Wednesday, June 20, 2012

Calming, Simple, Lovely, Gentle Man

Do you ever find yourself driving alone and something just takes you back to an old memory? I had the day off today and trust me I took COMPLETE advantage of the alone time, but something about the day made me reflect on last summer.
Last summer was one of those story-book-perfect summers. JM and I were still new in our relationship, and it was some of the first months that we spent as a "family" (he and I and the kids). I remember sitting back, watching him with the kids and just thinking that I must be the luckiest girl in the universe, because no one gets a man like this. He was so perfect with them, made me feel like a queen, and had this overall calming effect on everyone around him. This is something that six months post-breakup I miss terribly.
I thought back to last Labor Day at the lake with his family. It was the first time I was meeting his aunts, uncles, cousins, etc...(I think I already wrote about that last year!), but I remember something from that day that sticks with me to this day and something that I will forever use as a gauge in future relationships (bleh). JM and I had gone into town to buy ice cream for everyone. As we pulled out of the driveway at the lake house, I looked over at this man, this perfectly simple, lovely, gentle man, and I thought to myself that I had finally found "it"...I had never felt like this before and for some crazy reason I just started crying (behind sunglasses!). I remember texting my mom and telling her what I was feeling. I told her that his family was perfect and that I could just cry because I was so happy and in love.
Although JM and I aren't together, I will forever remember that feeling of being so overwhelmingly in love.

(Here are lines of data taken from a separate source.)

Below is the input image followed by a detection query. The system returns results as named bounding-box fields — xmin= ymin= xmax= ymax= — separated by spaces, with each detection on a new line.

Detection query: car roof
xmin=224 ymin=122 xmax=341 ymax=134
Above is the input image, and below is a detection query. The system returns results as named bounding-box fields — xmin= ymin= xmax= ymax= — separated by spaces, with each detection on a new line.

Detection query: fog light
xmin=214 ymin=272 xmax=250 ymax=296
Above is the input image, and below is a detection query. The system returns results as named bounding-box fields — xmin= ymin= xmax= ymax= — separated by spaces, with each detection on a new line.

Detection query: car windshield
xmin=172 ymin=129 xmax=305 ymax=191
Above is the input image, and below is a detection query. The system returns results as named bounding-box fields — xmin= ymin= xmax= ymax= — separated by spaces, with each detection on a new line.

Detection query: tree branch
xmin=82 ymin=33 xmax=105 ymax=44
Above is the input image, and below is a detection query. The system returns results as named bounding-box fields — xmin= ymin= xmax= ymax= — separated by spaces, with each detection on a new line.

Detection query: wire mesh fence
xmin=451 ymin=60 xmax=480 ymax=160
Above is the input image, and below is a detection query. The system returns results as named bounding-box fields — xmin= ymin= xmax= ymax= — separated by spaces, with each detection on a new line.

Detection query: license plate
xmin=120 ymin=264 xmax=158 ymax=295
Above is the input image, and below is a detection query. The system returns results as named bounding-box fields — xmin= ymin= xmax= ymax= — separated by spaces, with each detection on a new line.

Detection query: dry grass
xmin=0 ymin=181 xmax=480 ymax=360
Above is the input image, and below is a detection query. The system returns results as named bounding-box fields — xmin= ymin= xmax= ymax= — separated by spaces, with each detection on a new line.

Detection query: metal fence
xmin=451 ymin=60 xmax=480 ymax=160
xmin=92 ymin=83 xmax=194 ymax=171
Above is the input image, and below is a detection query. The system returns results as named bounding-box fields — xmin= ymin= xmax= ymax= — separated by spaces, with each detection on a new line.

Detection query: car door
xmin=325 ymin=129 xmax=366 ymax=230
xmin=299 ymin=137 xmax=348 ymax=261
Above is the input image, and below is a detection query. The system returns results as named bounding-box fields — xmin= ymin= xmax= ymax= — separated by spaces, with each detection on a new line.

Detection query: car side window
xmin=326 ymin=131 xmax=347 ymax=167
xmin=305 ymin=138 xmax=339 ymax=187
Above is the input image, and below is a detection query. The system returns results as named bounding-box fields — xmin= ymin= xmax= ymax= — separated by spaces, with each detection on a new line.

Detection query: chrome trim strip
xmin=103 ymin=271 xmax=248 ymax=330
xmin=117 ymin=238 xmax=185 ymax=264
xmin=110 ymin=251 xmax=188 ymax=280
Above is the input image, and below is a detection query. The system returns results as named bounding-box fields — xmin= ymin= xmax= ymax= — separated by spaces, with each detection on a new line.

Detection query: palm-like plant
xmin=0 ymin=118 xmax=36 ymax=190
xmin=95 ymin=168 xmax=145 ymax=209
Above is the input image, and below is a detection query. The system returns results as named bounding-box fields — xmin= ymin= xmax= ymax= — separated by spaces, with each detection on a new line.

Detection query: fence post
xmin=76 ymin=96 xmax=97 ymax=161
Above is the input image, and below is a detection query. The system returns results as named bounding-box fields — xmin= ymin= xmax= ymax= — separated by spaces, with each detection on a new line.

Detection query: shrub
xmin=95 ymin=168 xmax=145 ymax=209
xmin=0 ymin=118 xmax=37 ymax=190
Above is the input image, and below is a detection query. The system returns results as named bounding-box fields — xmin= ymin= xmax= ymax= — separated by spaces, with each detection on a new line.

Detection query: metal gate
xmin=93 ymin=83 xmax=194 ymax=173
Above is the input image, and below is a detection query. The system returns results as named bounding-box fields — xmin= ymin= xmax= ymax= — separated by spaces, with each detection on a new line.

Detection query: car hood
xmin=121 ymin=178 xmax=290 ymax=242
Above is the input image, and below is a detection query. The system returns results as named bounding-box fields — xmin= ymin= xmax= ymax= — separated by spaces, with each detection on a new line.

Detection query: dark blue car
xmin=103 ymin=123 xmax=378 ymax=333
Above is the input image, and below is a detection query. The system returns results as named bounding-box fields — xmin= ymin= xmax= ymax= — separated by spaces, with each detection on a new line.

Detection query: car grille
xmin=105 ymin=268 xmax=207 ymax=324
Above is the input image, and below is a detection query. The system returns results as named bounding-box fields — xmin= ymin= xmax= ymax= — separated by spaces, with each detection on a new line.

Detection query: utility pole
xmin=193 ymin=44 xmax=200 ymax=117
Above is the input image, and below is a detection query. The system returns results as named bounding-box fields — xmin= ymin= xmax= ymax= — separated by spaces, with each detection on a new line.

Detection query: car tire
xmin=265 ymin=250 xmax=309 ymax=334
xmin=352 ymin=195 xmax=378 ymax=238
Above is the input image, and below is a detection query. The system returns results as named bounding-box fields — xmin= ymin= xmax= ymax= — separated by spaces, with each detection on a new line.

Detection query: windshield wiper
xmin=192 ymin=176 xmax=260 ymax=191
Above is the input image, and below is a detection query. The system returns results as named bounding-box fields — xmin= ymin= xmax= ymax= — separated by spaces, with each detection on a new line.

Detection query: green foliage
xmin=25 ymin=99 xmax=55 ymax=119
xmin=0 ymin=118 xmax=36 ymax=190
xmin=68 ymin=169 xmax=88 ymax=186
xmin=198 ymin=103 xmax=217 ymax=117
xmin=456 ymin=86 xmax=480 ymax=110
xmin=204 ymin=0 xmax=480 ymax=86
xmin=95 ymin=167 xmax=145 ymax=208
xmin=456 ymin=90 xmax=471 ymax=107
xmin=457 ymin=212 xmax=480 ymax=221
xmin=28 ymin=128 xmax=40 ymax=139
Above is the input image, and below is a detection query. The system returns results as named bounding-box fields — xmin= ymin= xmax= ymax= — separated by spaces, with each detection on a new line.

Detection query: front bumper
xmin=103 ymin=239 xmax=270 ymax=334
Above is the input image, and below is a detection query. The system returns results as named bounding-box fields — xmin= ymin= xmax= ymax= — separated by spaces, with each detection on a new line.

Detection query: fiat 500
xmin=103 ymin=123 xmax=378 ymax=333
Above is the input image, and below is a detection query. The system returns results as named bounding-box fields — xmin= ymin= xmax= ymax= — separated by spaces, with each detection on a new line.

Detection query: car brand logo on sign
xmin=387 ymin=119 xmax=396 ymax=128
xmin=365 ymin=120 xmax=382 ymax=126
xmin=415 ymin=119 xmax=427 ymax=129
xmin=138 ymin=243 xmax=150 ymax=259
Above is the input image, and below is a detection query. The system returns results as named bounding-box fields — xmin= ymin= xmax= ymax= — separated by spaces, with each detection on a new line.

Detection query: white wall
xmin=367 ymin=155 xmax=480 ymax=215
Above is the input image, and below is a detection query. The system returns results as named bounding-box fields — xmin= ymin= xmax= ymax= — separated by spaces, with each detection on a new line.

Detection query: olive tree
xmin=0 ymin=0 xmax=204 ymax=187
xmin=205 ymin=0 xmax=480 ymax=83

It was the best feeling in the world and something that I don't know if I will ever be able to replicate with someone else.
I know that love stories and romantic movies are the curse to real-life relationships, but I can't help but (not so secretly) believe that they do exist. I feel like I truly lived one before, and I have to trust that things are just as they are supposed to be.

1 comment:

Anonymous said...

You're an amazing artist. You paint a beautiful picture.